You are viewing a plain text version of this content. The canonical link for it is here.

Posted to java-user@lucene.apache.org by Marc Sturlese <ma...@gmail.com> on 2011/10/10 13:02:35 UTC

Lucene 3.1 search paralelism per segment doubt

I've read in another thread
(http://lucene.472066.n3.nabble.com/Indexing-slower-in-trunk-td3059836.html#a3062991)
/Since Lucene 2.9, Lucene works on a per segment basis when searching. Since 
Lucene 3.1 it can even parallelize on multiple segments. If you optimize 
your index you only have one segment/
I'm trying to configure lucene 3.4 to improve my performance as much as
possible and make the maximum CPU usage. As far as I understood, the optimal
scenario would be to have as much threads as segments I have in the index.
The problem here would be that if I rsync the master to the slaves with some
updated documents, these would then have more segments (so there would be
more segments than available threads). 
Another question would be, can I achieve the same search performance with an
index with 5 segments and 5 threads in 3.4 than an optimized index with
compound file using lucene 2.9? (I know the second env mentioned is much
worse loading fieldcaches, etc because is not taking advantage of the
readers per segments)
Can anyone explain me a bit how exactly does it work or point me to some
documentation?



--
View this message in context: http://lucene.472066.n3.nabble.com/Lucene-3-1-search-paralelism-per-segment-doubt-tp3409182p3409182.html
Sent from the Lucene - Java Users mailing list archive at Nabble.com.

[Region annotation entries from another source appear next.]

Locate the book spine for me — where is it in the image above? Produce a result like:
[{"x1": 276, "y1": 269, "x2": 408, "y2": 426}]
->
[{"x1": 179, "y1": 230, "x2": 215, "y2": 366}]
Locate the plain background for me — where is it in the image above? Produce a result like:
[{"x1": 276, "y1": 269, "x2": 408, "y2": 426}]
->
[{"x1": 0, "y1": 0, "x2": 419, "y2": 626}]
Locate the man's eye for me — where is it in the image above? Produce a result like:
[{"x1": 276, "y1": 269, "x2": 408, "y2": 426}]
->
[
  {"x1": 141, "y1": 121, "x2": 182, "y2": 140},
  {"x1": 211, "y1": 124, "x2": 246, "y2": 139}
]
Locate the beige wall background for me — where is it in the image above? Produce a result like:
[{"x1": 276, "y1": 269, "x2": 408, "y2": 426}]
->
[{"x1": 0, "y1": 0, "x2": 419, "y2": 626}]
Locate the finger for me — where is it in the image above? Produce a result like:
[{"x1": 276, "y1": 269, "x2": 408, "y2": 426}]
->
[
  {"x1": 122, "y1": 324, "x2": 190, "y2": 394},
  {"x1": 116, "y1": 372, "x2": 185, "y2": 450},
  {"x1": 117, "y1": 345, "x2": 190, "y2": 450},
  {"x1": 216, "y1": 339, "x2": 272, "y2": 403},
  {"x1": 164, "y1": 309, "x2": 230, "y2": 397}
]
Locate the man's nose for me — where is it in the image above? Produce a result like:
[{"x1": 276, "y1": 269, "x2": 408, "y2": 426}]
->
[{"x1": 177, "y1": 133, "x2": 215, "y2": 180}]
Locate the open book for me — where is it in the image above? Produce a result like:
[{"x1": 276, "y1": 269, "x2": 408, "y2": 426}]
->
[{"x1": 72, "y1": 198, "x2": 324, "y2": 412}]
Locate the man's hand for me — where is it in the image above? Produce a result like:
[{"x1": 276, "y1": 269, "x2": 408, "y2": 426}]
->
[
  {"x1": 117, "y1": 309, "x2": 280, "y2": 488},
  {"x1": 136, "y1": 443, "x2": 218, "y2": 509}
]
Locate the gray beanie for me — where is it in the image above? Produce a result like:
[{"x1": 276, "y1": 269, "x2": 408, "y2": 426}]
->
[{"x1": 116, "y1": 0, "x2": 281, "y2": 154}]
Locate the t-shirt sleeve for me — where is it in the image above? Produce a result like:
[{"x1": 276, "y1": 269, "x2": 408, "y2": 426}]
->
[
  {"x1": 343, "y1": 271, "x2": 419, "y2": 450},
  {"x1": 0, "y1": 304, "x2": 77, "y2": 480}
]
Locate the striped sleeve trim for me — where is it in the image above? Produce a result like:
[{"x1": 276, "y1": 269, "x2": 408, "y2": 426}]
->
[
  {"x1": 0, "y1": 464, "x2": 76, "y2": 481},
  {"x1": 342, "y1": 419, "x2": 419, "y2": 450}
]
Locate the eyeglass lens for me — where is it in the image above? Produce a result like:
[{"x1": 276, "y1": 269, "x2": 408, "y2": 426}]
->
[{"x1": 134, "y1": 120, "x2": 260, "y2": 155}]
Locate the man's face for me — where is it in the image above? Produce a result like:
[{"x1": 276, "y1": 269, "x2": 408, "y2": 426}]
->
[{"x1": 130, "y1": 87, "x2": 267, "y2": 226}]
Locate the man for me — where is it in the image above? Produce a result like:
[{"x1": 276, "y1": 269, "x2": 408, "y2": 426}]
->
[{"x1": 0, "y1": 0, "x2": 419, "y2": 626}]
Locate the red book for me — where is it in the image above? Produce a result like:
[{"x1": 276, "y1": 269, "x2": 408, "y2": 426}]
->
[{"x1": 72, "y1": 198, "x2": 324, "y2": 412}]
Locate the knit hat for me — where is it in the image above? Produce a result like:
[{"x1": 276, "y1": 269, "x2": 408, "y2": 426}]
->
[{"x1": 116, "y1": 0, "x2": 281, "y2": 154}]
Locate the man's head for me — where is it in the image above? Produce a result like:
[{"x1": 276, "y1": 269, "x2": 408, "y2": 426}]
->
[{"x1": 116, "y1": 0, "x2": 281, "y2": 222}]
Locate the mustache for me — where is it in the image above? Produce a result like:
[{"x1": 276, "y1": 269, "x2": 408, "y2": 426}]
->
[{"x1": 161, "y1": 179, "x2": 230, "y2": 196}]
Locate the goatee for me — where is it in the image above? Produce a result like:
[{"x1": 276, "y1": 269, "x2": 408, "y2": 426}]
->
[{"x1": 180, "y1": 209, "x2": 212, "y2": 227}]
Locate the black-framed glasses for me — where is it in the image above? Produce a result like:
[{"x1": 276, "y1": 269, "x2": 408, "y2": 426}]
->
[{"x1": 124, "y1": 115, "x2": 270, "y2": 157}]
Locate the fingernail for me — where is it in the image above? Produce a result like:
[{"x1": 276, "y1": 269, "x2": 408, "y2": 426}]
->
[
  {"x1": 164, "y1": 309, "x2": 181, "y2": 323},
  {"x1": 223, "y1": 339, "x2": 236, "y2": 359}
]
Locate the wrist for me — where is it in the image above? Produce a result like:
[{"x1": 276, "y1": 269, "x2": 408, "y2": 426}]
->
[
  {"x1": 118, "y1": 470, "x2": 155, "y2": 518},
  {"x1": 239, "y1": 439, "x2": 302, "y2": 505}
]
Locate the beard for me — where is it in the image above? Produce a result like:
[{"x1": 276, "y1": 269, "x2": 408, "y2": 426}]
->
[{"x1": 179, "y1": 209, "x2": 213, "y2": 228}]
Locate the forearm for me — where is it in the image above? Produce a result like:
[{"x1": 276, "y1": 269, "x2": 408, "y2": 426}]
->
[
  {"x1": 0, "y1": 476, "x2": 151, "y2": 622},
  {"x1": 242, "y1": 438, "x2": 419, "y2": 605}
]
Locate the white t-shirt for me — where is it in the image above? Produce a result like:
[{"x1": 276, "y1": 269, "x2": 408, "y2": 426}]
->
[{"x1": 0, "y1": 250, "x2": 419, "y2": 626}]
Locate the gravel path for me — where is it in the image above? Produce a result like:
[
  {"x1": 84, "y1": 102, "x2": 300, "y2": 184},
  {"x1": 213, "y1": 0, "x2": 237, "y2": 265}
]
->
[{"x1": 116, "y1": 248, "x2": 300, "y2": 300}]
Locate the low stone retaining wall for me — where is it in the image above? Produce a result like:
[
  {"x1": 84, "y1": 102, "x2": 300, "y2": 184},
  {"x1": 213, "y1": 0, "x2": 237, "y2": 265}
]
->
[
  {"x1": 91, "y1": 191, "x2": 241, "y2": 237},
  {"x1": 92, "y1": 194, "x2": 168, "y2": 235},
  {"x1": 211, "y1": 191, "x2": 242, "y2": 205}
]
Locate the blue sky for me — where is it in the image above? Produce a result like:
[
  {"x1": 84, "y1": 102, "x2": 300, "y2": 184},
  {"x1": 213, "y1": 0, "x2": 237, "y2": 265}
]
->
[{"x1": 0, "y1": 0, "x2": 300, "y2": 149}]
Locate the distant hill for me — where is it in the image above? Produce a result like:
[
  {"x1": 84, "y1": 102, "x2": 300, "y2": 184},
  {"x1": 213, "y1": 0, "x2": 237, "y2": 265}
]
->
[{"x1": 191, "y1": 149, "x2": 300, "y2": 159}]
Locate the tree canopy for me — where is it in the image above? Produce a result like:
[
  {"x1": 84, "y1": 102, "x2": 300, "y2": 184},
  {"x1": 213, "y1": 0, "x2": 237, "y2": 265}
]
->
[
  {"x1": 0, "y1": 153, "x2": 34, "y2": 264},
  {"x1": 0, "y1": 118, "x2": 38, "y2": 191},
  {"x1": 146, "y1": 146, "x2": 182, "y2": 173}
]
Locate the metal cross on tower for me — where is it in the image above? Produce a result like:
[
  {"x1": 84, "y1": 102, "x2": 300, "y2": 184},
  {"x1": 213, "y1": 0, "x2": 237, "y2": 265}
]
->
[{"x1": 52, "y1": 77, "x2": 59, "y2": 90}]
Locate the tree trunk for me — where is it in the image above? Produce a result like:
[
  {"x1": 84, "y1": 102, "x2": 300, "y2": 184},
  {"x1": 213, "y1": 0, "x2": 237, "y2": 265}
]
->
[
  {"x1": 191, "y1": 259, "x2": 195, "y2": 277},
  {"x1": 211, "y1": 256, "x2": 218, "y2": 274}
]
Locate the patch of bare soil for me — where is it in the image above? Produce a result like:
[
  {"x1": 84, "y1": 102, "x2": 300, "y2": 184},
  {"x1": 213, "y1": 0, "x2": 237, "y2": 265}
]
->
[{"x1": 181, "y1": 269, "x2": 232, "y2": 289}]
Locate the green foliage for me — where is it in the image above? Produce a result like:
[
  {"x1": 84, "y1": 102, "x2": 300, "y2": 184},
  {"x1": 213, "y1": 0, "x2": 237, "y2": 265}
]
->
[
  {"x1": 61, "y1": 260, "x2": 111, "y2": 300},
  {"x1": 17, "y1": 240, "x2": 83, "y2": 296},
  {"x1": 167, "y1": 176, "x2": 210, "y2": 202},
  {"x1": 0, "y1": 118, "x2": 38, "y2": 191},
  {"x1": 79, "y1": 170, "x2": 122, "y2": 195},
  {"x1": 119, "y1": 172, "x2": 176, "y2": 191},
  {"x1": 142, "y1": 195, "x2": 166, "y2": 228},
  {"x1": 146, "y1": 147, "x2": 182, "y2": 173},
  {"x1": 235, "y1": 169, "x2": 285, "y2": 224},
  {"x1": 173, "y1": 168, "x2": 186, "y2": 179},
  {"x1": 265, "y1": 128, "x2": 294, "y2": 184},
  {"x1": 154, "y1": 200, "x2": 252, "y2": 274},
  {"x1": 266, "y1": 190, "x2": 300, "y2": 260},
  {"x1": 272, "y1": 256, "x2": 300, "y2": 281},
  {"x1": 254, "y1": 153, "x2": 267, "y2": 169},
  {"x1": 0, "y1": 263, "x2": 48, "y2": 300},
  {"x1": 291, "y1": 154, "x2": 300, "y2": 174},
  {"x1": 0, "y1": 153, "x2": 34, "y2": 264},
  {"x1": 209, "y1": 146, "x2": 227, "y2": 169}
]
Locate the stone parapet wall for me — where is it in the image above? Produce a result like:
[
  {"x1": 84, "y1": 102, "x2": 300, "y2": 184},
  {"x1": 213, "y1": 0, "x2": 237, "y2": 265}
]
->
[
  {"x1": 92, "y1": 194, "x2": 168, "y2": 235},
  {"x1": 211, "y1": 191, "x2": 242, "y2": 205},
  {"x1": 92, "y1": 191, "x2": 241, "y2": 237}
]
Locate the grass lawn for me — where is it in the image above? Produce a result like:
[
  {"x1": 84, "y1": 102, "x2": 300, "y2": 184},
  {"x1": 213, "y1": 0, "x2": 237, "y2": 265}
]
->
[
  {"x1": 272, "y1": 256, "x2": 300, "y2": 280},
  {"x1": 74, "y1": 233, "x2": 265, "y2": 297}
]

---------------------------------------------------------------------
To unsubscribe, e-mail: java-user-unsubscribe@lucene.apache.org
For additional commands, e-mail: java-user-help@lucene.apache.org

Re: Lucene 3.1 search paralelism per segment doubt

Posted by Simon Willnauer <si...@googlemail.com>.

On Thu, Oct 27, 2011 at 2:50 PM, Robert Muir <rc...@gmail.com> wrote:
> On Mon, Oct 10, 2011 at 7:02 AM, Marc Sturlese <ma...@gmail.com> wrote:
>> I've read in another thread
>> (http://lucene.472066.n3.nabble.com/Indexing-slower-in-trunk-td3059836.html#a3062991)
>> /Since Lucene 2.9, Lucene works on a per segment basis when searching. Since
>> Lucene 3.1 it can even parallelize on multiple segments. If you optimize
>> your index you only have one segment/
>> I'm trying to configure lucene 3.4 to improve my performance as much as
>> possible and make the maximum CPU usage. As far as I understood, the optimal
>> scenario would be to have as much threads as segments I have in the index.
>
> well are you sure this is optimal?
> Using multithreaded search won't actually increase QPS, just make some
> queries run faster when the machine is idle.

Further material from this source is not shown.